Farm earnings are projected to rise more than 10% this year, but nearly a third of producers' net income will come from crop insurance benefits and direct government payments, including the Trump administration's trade assistance.
Net farm income, a broad measure of profits, is expected to rise to $92.5 billion in 2019, a $8.5-billion increase over 2018, USDA's Economic Research Service reported Wednesday. Some 31% of that income will come from government payments and crop insurance benefits, said ERS economist Carrie Litkowski.
Farmers are expected to get $14.3 billion in 2019 from the Market Facilitation Program, which was created last year to compensate farmers for the impact of President Donald Trump's trade wars. MFP will account for more than half of the $22.4 billion in direct government payments estimated for 2019. Last year, government payments totaled $13.7 billion.
Crop insurance indemnities, less premiums, are expected to total $6.5 billion for 2019, the highest level since 2013, reflecting the widespread weather problems this year, said Litkowski.
Another measure of farm profitability, net cash farm income, is forecast to reach $119 billion this year, a 15% increase, or $15.5 billion, from 2018. Net cash farm income includes cash receipts from farming along with farm-related income, including government payments, less cash expenses.
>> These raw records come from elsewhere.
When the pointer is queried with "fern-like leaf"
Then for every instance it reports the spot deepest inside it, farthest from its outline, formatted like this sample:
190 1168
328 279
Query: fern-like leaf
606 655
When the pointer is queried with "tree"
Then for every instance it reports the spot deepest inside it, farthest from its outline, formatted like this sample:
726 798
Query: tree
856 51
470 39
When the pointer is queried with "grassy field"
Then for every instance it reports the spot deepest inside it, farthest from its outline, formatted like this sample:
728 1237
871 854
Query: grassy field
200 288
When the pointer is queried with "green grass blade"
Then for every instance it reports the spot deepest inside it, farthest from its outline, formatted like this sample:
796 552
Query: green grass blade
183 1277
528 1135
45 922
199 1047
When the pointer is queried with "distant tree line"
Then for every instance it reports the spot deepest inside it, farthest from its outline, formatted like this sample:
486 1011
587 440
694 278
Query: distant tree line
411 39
It doesn't include non-cash expenses such as depreciation.
The farm economy looks stronger this year when the estimates are limited to commercial farms.
Farms that have an annual gross cash farm income of more than $350,000 and smaller operations where farming is reported as the operator's primary occupation, are expected to average $91,800 in net cash farm income in 2019, a 19.5% increase from 2018. It would be the first annual increase after four consecutive years of declines for those operations.
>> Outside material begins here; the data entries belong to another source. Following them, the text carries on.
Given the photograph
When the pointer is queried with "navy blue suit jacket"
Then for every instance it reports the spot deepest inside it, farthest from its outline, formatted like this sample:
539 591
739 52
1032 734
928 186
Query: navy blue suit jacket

Those commercial farms, which ERS defines as "farm businesses," account for less than half of total U.S. farms but 90% of total production. They also hold most of the sector's assets and debt.
Commercial farms where corn is the primary crop are projected to have average net cash farm income of $206,400 this year, an increase of 20% from 2018. Earnings for soybean operations are estimated to rise 33.5% to $102,400.
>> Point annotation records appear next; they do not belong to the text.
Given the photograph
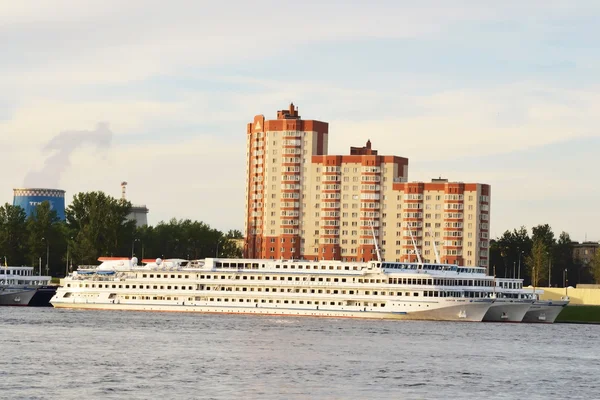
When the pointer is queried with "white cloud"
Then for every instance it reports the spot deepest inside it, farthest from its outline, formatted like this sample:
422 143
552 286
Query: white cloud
57 53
Net cash income for wheat operations is estimated at $134,000 (up 34.8% from 2018), cotton farms are forecast to make $224,400 on average (up 17.9%) and net income for specialty crops is estimated at $203,600 (up 7.8%).
Poultry is the lone major sector that's seeing a decrease in earnings this year. The average income is projected to be $97,200, down from $105,500 last year.
By contrast, dairy producers are expected to see their average net income hit $316,600 this year, a 46.7% increase in 2018. Earnings for commercial pork producers are forecast to hit $308,300, up 23.8% from 2018. Earnings for cattle producers are estimated at $25,400, up from $23,000 in 2018, a 10.4% increase.
The latest forecast of total net farm income for all of U.S. agriculture is $4.5 billion higher than the August estimate of $88 billion, in part due to the second tranche of MFP payments released this month.
The economists raised their estimate for net crop cash receipts by $3.7 billion from August. They are now expected to rise by $1.9 billion, or 1%, from 2018 levels. In August, USDA projected farmers’ crop profits would drop by $3.3 billion, or 1.7%
Net crop cash receipts are estimated to reach $197.4 billion in 2019, which would be the highest level since that reached $212 billion in 2014. Corn receipts are estimated to rise $900 million to $48.7 billion, a 1.9% increase from 2018 because of reduced production and yields this year. But soybean receipts are estimated to fall $1.8 billion, or 4.9% due to declines in prices and volumes sold.